The premiere in 1897 of Sergei Rachmaninov’s First Symphony ended in an unparalleled fiasco. Was it really because Alexander Glazunov, who had been charged with conducting it, drowned out his stage fright in vodka? Rachmaninov, then shortly before his 24th birthday, was not in the mood to assign blame: he took responsibility for the failure, withdrew the work – compared by one critic with the ten plagues of Egypt – and decided to renounce composing. The consequence was a deep depression for which Rachmaninov ultimately had to seek medical treatment to overcome. The Moscow neurologist Nikolai Dahl succeeded in revitalizing the composer’s courage to face life and creative power – including through hypnosis according to Rachmaninov. Healed of his self-doubts, Rachmaninov wrote the Second Piano Concerto, dedicating it to the doctor, and launched it as soloist conducted by Alexander Siloti in Moscow in 1901, landing a worldwide success.

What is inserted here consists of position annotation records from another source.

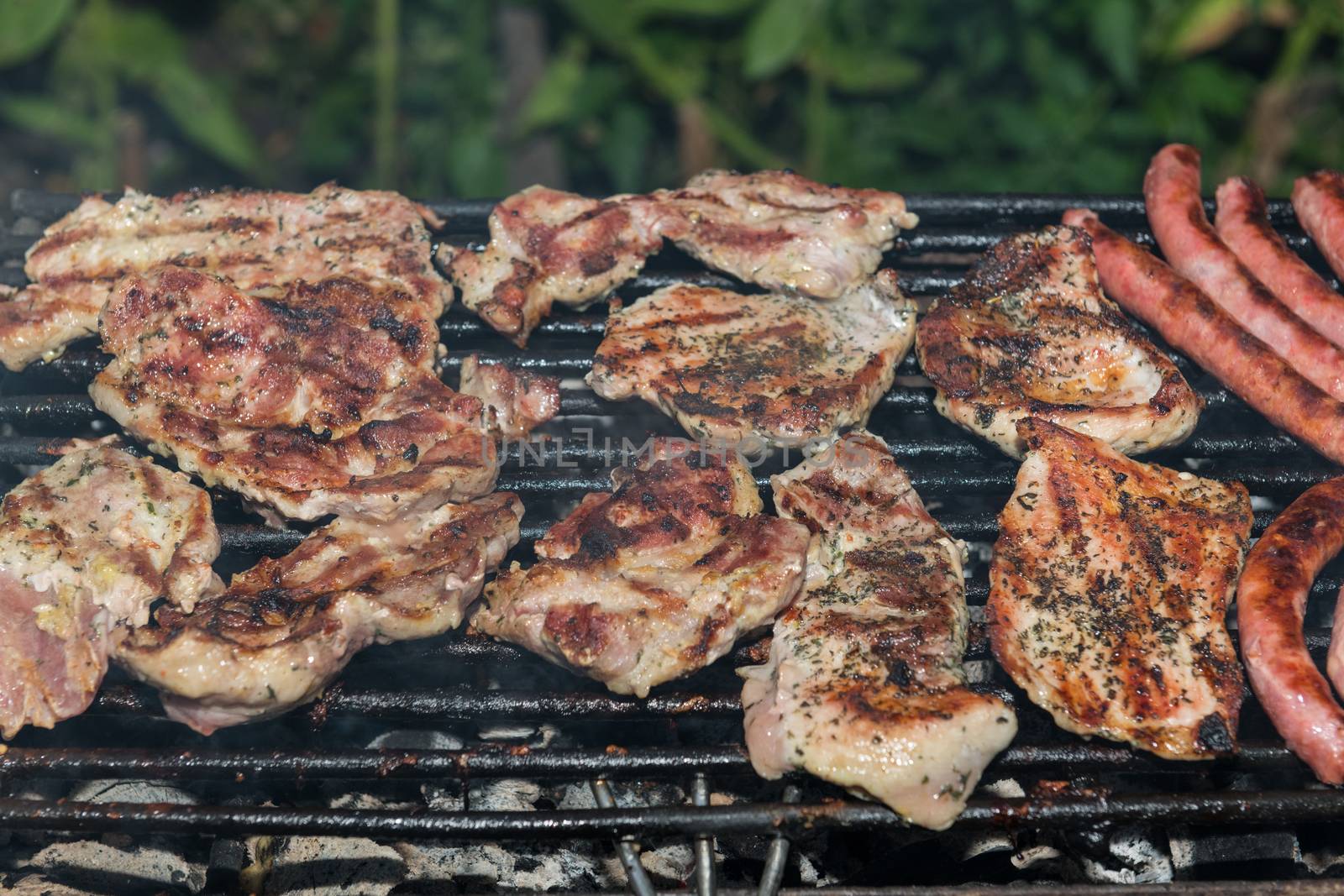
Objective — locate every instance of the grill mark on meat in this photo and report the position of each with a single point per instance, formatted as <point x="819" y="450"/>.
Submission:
<point x="864" y="684"/>
<point x="671" y="567"/>
<point x="284" y="629"/>
<point x="299" y="402"/>
<point x="729" y="367"/>
<point x="1028" y="333"/>
<point x="257" y="239"/>
<point x="1117" y="629"/>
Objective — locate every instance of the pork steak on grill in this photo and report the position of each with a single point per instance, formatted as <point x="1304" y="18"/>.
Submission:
<point x="261" y="241"/>
<point x="1109" y="590"/>
<point x="770" y="367"/>
<point x="655" y="579"/>
<point x="517" y="401"/>
<point x="306" y="405"/>
<point x="286" y="627"/>
<point x="774" y="228"/>
<point x="87" y="544"/>
<point x="548" y="246"/>
<point x="780" y="230"/>
<point x="864" y="685"/>
<point x="1028" y="333"/>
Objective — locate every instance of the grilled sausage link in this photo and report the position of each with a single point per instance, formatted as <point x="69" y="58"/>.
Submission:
<point x="1194" y="324"/>
<point x="1193" y="248"/>
<point x="1270" y="605"/>
<point x="1243" y="224"/>
<point x="1319" y="202"/>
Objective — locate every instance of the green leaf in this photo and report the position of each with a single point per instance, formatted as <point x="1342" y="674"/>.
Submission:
<point x="776" y="34"/>
<point x="161" y="65"/>
<point x="203" y="113"/>
<point x="862" y="73"/>
<point x="689" y="8"/>
<point x="29" y="26"/>
<point x="627" y="145"/>
<point x="553" y="98"/>
<point x="51" y="118"/>
<point x="1206" y="24"/>
<point x="1115" y="35"/>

In these three concerts of the Berliner Philharmoniker, the Russian pianist Kirill Gerstein will take on the work’s solo part, which poses exorbitant technical difficulties. The conductor will be Gerstein’s compatriot Semyon Bychkov, who is just as conversant with the sensual, truly mesmerizing power of Rachmaninov’s music as with the particular melancholy that characterizes Pyotr Tchaikovsky’s compositions. Like Rachmaninov, Tchaikovsky did a lot of soul-searching about his abilities. For instance, the composer wrote in 1888: “I often have self-doubts and ask myself, hasn’t the time come to stop, have I overdone my power of invention?” The inner battles that Tchaikovsky had to struggle with when composing can also be heard in the music of his Third Symphony, called the Polish because of its last movement in the rhythm of a polonaise.